Licenses that permit and encourage redistribution, modification, and even forking;
An architecture that enables programs to be used as components where-ever possible, and extended rather than replaced to provide new functionality;
Low barriers for new users to try the software;
Low barriers for developers to build new applications and share them with the world.

This is far from a complete list, but it gives food for thought. As outlined above, I don’t believe we’ve figured out what kinds of licenses will allow forking of Web 2.0 and cloud applications, especially because the lock-in provided by many of these applications is given by their data rather than their code. However, there are hopeful signs like Yahoo! Boss that companies are at beginning to understand that in the era of the cloud, open source without open data is only half the application.

But even open data is fundamentally challenged by the idea of utility computing in the cloud. Jesse Vincent, the guy who’s brought out some of the best hacker t-shirts ever (as well as RT) put it succinctly: “Web 2.0 is digital sharecropping.” (Googling, I discover that Nick Carr seems to have coined this meme back in 2006!) If this is true of many Web 2.0 success stories, it’s even more true of cloud computing as infrastructure. I’m ever mindful of Microsoft Windows Live VP Debra Chrapaty’s dictum that “In the future, being a developer on someone’s platform will mean being hosted on their infrastructure.” The New York Times dubbed bandwidth providers OPEC 2.0. How much more will that become true of cloud computing platforms?

That’s why I’m interested in peer-to-peer approaches to delivering internet applications. Jesse Vincent’s talk, Prophet: Your Path Out of the Cloud describes a system for federated sync; Evan Prodromou’s Open Source Microblogging describes identi.ca, a federated open source approach to lifestreaming applications.

We can talk all we like about open data and open services, but frankly, it’s important to realize just how much of what is possible is dictated by the architecture of the systems we use. Ask yourself, for example, why the PC wound up with an ecosystem of binary freeware, while Unix wound up with an ecosystem of open source software? It wasn’t just ideology; it was that the fragmented hardware architecture of Unix required source so users could compile the applications for their machine. Why did the WWW end up with hundreds of millions of independent information providers while centralized sites like AOL and MSN faltered?

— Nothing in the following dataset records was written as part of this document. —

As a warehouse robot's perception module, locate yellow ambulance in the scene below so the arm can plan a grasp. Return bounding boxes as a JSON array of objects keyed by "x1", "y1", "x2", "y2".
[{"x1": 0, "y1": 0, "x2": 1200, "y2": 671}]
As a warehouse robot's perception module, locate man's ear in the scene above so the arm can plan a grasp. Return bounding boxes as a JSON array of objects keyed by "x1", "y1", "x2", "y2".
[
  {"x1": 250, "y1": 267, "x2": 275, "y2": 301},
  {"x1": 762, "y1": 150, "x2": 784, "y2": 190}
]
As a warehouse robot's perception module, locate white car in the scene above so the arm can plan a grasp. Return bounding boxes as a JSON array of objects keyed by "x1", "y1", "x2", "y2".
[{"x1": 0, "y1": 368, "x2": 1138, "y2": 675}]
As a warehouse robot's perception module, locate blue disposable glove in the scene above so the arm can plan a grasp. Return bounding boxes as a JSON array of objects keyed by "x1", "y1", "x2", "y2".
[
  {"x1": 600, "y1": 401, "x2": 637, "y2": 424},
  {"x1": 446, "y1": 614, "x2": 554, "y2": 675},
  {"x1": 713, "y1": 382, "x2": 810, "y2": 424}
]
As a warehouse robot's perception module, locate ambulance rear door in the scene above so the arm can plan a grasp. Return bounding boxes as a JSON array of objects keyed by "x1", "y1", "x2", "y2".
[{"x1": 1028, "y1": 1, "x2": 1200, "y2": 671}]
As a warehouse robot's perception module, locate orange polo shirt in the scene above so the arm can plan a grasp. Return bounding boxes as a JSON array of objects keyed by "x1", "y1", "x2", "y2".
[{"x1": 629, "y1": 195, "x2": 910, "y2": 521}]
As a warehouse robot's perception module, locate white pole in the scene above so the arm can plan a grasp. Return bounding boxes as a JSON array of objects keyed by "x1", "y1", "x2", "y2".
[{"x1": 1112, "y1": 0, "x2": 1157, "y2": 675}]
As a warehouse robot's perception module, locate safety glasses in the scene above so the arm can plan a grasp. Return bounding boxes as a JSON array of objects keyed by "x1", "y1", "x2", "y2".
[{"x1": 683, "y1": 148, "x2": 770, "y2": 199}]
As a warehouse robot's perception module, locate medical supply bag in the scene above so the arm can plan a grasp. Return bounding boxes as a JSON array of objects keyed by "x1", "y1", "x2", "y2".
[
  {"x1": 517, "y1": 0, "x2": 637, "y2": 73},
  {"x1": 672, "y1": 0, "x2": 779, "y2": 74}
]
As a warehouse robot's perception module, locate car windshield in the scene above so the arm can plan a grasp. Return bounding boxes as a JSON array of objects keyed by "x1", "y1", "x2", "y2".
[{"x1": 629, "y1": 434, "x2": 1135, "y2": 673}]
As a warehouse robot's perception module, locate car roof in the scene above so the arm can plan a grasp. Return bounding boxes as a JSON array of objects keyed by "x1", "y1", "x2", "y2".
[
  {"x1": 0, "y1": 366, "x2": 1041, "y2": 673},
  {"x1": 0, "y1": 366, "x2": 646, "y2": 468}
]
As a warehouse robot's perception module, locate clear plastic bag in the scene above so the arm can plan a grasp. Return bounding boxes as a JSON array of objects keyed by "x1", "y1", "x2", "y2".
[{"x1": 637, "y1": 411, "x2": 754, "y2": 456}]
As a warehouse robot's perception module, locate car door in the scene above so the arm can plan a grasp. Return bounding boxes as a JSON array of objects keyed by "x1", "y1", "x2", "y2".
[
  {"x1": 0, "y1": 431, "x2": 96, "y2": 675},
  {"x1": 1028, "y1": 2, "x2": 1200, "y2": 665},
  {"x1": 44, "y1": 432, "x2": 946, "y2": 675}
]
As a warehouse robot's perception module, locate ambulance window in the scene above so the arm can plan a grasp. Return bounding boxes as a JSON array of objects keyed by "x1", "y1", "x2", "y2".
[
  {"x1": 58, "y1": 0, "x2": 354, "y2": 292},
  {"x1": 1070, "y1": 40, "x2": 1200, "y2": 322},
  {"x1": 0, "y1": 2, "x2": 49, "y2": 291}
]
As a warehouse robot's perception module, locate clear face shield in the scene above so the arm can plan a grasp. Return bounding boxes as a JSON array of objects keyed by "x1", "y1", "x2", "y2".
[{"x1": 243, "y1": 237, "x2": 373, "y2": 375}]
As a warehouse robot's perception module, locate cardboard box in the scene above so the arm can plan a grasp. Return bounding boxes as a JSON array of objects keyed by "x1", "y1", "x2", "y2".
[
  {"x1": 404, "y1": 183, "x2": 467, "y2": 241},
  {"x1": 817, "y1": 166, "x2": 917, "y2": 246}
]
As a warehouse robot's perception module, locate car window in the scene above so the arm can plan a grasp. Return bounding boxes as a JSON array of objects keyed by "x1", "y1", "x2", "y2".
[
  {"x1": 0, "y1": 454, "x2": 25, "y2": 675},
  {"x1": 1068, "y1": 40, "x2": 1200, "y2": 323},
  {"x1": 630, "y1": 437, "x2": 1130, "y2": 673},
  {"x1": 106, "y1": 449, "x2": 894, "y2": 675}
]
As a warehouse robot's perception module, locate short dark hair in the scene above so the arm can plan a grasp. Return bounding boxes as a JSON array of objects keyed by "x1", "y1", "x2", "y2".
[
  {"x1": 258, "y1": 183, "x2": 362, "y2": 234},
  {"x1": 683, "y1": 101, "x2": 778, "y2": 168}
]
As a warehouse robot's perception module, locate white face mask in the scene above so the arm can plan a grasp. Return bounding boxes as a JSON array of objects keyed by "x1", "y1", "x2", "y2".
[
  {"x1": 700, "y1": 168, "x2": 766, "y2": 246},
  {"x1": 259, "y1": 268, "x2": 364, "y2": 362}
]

Take note: All of the platform as a service plays, from Amazon’s S3 and EC2 and Google’s AppEngine to Salesforce’s force.com — not to mention Facebook’s social networking platform — have a lot more in common with AOL than they do with internet services as we’ve known them over the past decade and a half. Will we have to spend a decade backtracking from centralized approaches? The interoperable internet should be the platform, not any one vendor’s private preserve. (Neil McAllister provides a look at just how one-sided most platform as a service contracts are.)

So here’s my first piece of advice: if you care about open source for the cloud, build on services that are designed to be federated rather than centralized. Architecture trumps licensing any time.

But peer-to-peer architectures aren’t as important as open standards and protocols. If services are required to interoperate, competition is preserved. Despite all Microsoft and Netscape’s efforts to “own” the web during the browser wars, they failed because Apache held the line on open standards. This is why the Open Web Foundation, announced last week at OScon, is putting an important stake in the ground. It’s not just open source software for the web that we need, but open standards that will ensure that dominant players still have to play nice.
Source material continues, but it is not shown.